To test a new treatment, you need to take it through a Phase 3 clinical trial. That’s typically 10 years and $2 billion. To test a diagnostic, you need to demonstrate clinical benefit, pass a rigorous third-party test, and build a full quality management system—before your product is even permitted into the clinic. To uncover and prove new human biology? That could take decades of scientific experimentation.

CLOSE THE GAP

So what do we need to do? The industry needs to close the gap between where AI models are trained and where medicine actually happens.

That hard graft is what the best AI companies in the field are doing. Companies like Insilico Medicine and Recursion are advancing AI-discovered assets through clinical trials. At Owkin, we’ve taken OKN4395, our oncology drug, into the Phase 1a clinical INVOKE trial. Beyond that, we’ve trained our AI on real patient data for years and brought MSIntuit CRC through Europe’s CE mark into pathology practice.

This is hard work, but bringing your AI to patients has a big upside: It forces your AI to be better. From our experience, we’ve had to tackle unexpected, knotty problems. When we were first bringing diagnostic AI to the clinic, we realized that the models wouldn’t generalize well across population changes or scanner setups. We had to develop simple but robust methods to adapt our models to the vagaries of individual locations and technologies.

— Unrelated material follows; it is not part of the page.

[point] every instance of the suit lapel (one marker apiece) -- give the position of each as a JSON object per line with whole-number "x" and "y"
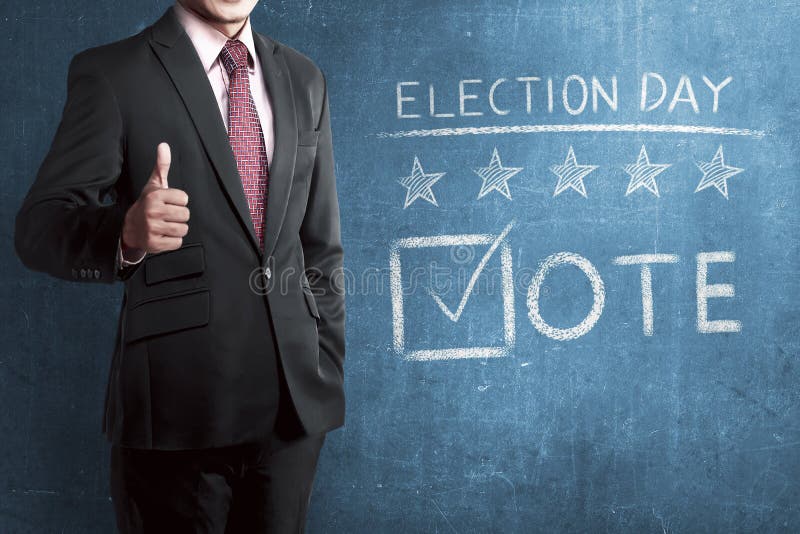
{"x": 281, "y": 168}
{"x": 178, "y": 56}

IMPROVE THE FEEDBACK LOOP IN REAL TIME

We think that this “reality check”—testing our models’ results with real patients—is so important, that we’ve built it into the structure of our INVOKE trial. In a traditional trial, the design looks only at the essential indicators of trial success and the interim results would decide whether the trial progresses. That’s it. But unlike a traditional trial, we’re using ongoing data from our patient participants to improve our AI. Where our AI’s predictions about patients’ responses have missed the mark, we have retrained it on the real data to improve its performance. It’s a positive feedback loop: The more information we get from real-life trials, the better our AI gets, the better it works for patients, the more models we can test.

This is where the field is headed. There are different flavors. Some companies insert extra steps—like testing their AIs’ results on in vitro model systems (outside the body, like in Petri dishes)—but eventually no drug-discovery, trial-design, diagnostic, or clinical AI can be successful without showing that the AI’s results work in humans.

But it doesn’t all have to come from clinical trials.

MODEL TRAINING DATA CAN BE VARIED

You can bring initial model predictions closer to reality by training those AI models on rich patient data. The more detailed the data descriptions, the broader the range of modalities, the more likely the signals the models pick up are real.

When you need to test new AI-generated hypotheses and you can’t do it with existing patient data, you can get as close to the patient as possible in vitro. For example, patient-derived organoids preserve human biological complexity that lab-grown cell lines and animal models lack, while also bringing a wealth of clinical information about the patient of origin.

And you can test how models’ predictions of patients’ responses fare in the wild—outside rigorously controlled testing settings—with real human patients. Quelel horreur! That’s the beauty of having a full stack ecosystem. When you make models that are used routinely in the clinic, like our diagnostic models, you get a real sense of their strengths, limitations, and where the real addressable clinical pain-points are.

At Owkin, we do all of these things. It’s not easy. It stretches us. And it forces us to confront the real barriers to bringing treatments to patients.

This is the point in the article where I should be making my own visionary, outlandish claims—something to really put my marketing team into panic mode. Something about how the future is going to change forever, about how close we are to some epoch-defining shift…you know the kind of thing. But let me actually finish with something more grounded.

It’s easy to get excited about the promise of AI. Believe me, I do. But it’s even more satisfying to watch all those dreams and expectations collide with reality, evaporate—and see what survives. Because that is what’s real.

Thomas Clozel, MD, is cofounder and CEO of Owkin.